OK, I'm just going by custom. I'm thankful for what the past experiences were like when celebrating New Lunar Years. It always bring back nostalgic memories such as the songs, people suddenly started playing cards, and making nice foods. But as I grew, the intimacy and fun slowly withers away. Our cousins have migrated to New Zealand and the older generations have quarreled and couldn't sustain a harmony and peaceful relationships among the brothers and sisters. And I find myself right now looking forward to attend the Chinese New Year Mass in a nearby church for the New Lunar Year's eve.
The fall of Valentine's day which is also on the 14th of February that is the New Lunar Year's day makes it more emotional, because it mixes the celebration with supposing family unity and love and -- along with your lover. The feeling of this have never really been fulfilling with me, as it makes me concern about being able to attend both sides of my life. Nevertheless, I still want to enjoy whatever it has to bring to me for this faithful Lunar Year's eve. When grandparents died, the atmosphere seems less enjoyable especially when this time of the year comes around. I have to say, having studied in St. Paul in the critical 11 years of my early life have molded me into believing Christmas actually means more to me over the calendar year.

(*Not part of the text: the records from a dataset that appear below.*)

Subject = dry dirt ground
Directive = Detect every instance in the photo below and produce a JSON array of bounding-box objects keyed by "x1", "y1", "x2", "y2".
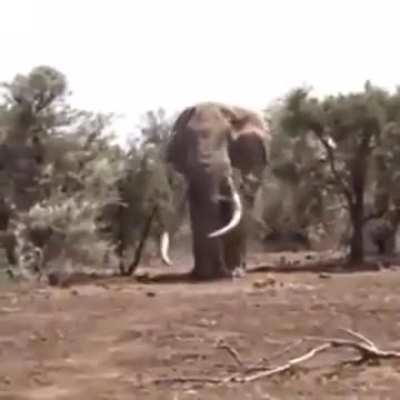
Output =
[{"x1": 1, "y1": 251, "x2": 400, "y2": 399}]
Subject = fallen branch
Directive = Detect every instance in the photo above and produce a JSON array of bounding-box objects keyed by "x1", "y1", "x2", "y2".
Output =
[
  {"x1": 305, "y1": 335, "x2": 400, "y2": 362},
  {"x1": 236, "y1": 343, "x2": 331, "y2": 383},
  {"x1": 242, "y1": 338, "x2": 306, "y2": 374},
  {"x1": 340, "y1": 328, "x2": 376, "y2": 348},
  {"x1": 250, "y1": 257, "x2": 347, "y2": 274},
  {"x1": 144, "y1": 330, "x2": 400, "y2": 388},
  {"x1": 262, "y1": 338, "x2": 305, "y2": 365},
  {"x1": 250, "y1": 258, "x2": 381, "y2": 274}
]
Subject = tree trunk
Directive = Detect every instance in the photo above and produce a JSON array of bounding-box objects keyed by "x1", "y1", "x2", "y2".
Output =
[
  {"x1": 125, "y1": 205, "x2": 158, "y2": 276},
  {"x1": 349, "y1": 203, "x2": 364, "y2": 264},
  {"x1": 348, "y1": 162, "x2": 366, "y2": 265},
  {"x1": 347, "y1": 133, "x2": 373, "y2": 266}
]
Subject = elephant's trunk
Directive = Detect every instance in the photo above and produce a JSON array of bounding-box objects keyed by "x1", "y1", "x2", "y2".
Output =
[
  {"x1": 208, "y1": 176, "x2": 243, "y2": 238},
  {"x1": 160, "y1": 231, "x2": 173, "y2": 266}
]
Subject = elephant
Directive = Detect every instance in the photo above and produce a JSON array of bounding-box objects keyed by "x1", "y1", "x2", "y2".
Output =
[{"x1": 164, "y1": 102, "x2": 268, "y2": 280}]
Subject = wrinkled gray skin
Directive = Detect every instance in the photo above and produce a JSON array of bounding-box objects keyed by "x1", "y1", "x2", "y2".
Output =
[{"x1": 166, "y1": 102, "x2": 268, "y2": 280}]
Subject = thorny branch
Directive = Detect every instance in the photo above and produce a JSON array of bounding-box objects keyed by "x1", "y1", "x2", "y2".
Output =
[{"x1": 141, "y1": 330, "x2": 400, "y2": 388}]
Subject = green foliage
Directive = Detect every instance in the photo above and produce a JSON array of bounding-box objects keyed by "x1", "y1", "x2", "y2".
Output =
[
  {"x1": 4, "y1": 63, "x2": 400, "y2": 279},
  {"x1": 274, "y1": 83, "x2": 400, "y2": 261},
  {"x1": 113, "y1": 109, "x2": 186, "y2": 268},
  {"x1": 0, "y1": 66, "x2": 126, "y2": 278},
  {"x1": 5, "y1": 66, "x2": 67, "y2": 112},
  {"x1": 261, "y1": 101, "x2": 340, "y2": 247},
  {"x1": 140, "y1": 108, "x2": 172, "y2": 146}
]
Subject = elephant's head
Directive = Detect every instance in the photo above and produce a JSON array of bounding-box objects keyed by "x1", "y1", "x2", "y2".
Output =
[{"x1": 164, "y1": 102, "x2": 268, "y2": 279}]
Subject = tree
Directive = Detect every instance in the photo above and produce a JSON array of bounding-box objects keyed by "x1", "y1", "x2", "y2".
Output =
[
  {"x1": 0, "y1": 66, "x2": 124, "y2": 279},
  {"x1": 277, "y1": 83, "x2": 400, "y2": 264},
  {"x1": 260, "y1": 102, "x2": 341, "y2": 249},
  {"x1": 109, "y1": 108, "x2": 186, "y2": 275}
]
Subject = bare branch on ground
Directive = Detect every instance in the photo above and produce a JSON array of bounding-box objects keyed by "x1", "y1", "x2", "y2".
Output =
[{"x1": 143, "y1": 330, "x2": 400, "y2": 388}]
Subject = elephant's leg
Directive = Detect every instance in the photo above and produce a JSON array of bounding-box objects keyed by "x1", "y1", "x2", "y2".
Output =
[
  {"x1": 188, "y1": 183, "x2": 232, "y2": 280},
  {"x1": 219, "y1": 181, "x2": 247, "y2": 276},
  {"x1": 222, "y1": 222, "x2": 247, "y2": 277}
]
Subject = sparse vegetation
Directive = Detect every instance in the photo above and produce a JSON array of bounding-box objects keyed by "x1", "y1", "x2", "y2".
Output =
[
  {"x1": 269, "y1": 83, "x2": 400, "y2": 263},
  {"x1": 1, "y1": 67, "x2": 400, "y2": 282},
  {"x1": 0, "y1": 66, "x2": 184, "y2": 281},
  {"x1": 2, "y1": 66, "x2": 400, "y2": 399}
]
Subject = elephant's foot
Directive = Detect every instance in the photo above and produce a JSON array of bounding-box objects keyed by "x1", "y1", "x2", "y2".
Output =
[
  {"x1": 225, "y1": 258, "x2": 247, "y2": 278},
  {"x1": 231, "y1": 265, "x2": 246, "y2": 278}
]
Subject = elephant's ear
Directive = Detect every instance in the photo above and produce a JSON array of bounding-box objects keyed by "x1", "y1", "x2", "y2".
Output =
[
  {"x1": 165, "y1": 106, "x2": 197, "y2": 172},
  {"x1": 222, "y1": 105, "x2": 269, "y2": 170},
  {"x1": 220, "y1": 106, "x2": 253, "y2": 140},
  {"x1": 171, "y1": 106, "x2": 197, "y2": 134}
]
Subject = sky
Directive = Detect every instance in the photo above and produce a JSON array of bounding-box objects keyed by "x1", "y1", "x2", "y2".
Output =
[{"x1": 2, "y1": 0, "x2": 400, "y2": 145}]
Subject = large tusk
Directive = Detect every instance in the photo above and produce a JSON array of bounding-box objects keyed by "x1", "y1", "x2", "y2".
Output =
[
  {"x1": 160, "y1": 231, "x2": 173, "y2": 266},
  {"x1": 208, "y1": 177, "x2": 243, "y2": 238}
]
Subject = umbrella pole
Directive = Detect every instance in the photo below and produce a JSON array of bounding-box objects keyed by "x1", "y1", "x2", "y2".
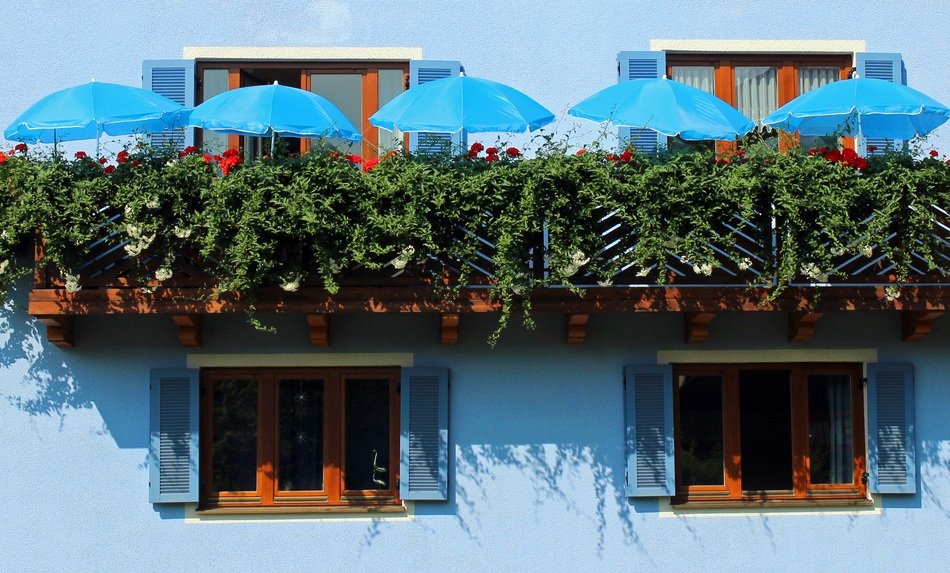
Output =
[
  {"x1": 53, "y1": 129, "x2": 58, "y2": 157},
  {"x1": 271, "y1": 133, "x2": 276, "y2": 157}
]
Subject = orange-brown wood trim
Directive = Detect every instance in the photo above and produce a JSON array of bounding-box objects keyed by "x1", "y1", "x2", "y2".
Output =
[
  {"x1": 901, "y1": 310, "x2": 944, "y2": 342},
  {"x1": 299, "y1": 71, "x2": 312, "y2": 155},
  {"x1": 171, "y1": 314, "x2": 202, "y2": 347},
  {"x1": 34, "y1": 230, "x2": 48, "y2": 289},
  {"x1": 790, "y1": 369, "x2": 808, "y2": 498},
  {"x1": 440, "y1": 313, "x2": 460, "y2": 346},
  {"x1": 36, "y1": 315, "x2": 73, "y2": 348},
  {"x1": 307, "y1": 313, "x2": 331, "y2": 347},
  {"x1": 363, "y1": 69, "x2": 379, "y2": 159},
  {"x1": 227, "y1": 69, "x2": 241, "y2": 151},
  {"x1": 565, "y1": 313, "x2": 589, "y2": 345},
  {"x1": 684, "y1": 312, "x2": 716, "y2": 344},
  {"x1": 788, "y1": 311, "x2": 823, "y2": 343}
]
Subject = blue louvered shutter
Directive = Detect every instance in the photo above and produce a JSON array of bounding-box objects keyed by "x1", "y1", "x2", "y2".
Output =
[
  {"x1": 867, "y1": 362, "x2": 916, "y2": 494},
  {"x1": 618, "y1": 51, "x2": 667, "y2": 154},
  {"x1": 624, "y1": 364, "x2": 675, "y2": 497},
  {"x1": 400, "y1": 367, "x2": 449, "y2": 500},
  {"x1": 409, "y1": 60, "x2": 463, "y2": 154},
  {"x1": 142, "y1": 59, "x2": 196, "y2": 150},
  {"x1": 149, "y1": 368, "x2": 199, "y2": 503},
  {"x1": 856, "y1": 52, "x2": 905, "y2": 155}
]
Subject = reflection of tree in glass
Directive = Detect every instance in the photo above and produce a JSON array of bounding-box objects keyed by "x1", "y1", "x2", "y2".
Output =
[
  {"x1": 212, "y1": 379, "x2": 258, "y2": 491},
  {"x1": 345, "y1": 379, "x2": 390, "y2": 490},
  {"x1": 679, "y1": 375, "x2": 725, "y2": 486},
  {"x1": 278, "y1": 379, "x2": 324, "y2": 491}
]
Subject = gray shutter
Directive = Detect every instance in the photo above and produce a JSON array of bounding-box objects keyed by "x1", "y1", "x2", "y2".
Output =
[
  {"x1": 149, "y1": 368, "x2": 199, "y2": 503},
  {"x1": 400, "y1": 367, "x2": 449, "y2": 500},
  {"x1": 617, "y1": 51, "x2": 667, "y2": 154},
  {"x1": 624, "y1": 364, "x2": 675, "y2": 496},
  {"x1": 409, "y1": 60, "x2": 463, "y2": 154},
  {"x1": 143, "y1": 59, "x2": 196, "y2": 150},
  {"x1": 867, "y1": 362, "x2": 916, "y2": 494},
  {"x1": 856, "y1": 52, "x2": 905, "y2": 155}
]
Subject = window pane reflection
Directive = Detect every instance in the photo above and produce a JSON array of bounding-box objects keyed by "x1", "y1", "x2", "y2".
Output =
[
  {"x1": 201, "y1": 69, "x2": 230, "y2": 155},
  {"x1": 212, "y1": 379, "x2": 258, "y2": 492},
  {"x1": 344, "y1": 378, "x2": 390, "y2": 491},
  {"x1": 310, "y1": 73, "x2": 362, "y2": 155},
  {"x1": 377, "y1": 69, "x2": 404, "y2": 151},
  {"x1": 678, "y1": 375, "x2": 724, "y2": 486},
  {"x1": 278, "y1": 379, "x2": 325, "y2": 491},
  {"x1": 808, "y1": 374, "x2": 854, "y2": 484},
  {"x1": 740, "y1": 370, "x2": 792, "y2": 491}
]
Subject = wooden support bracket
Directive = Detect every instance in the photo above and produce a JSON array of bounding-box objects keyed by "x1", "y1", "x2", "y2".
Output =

I find this challenging as most people whom I used to be close with are distancing away due to my interest and preferences. I have started meeting a lot of new people and I have no idea where the old friends are. There are times I can still find a graceful number of them whom I still meet and who can accommodate to my style of living.
So, I'd like to take this opportunity to wish you all a series of Happy moments over the next few weeks meeting and getting to know more about the Chinese's custom. Amen.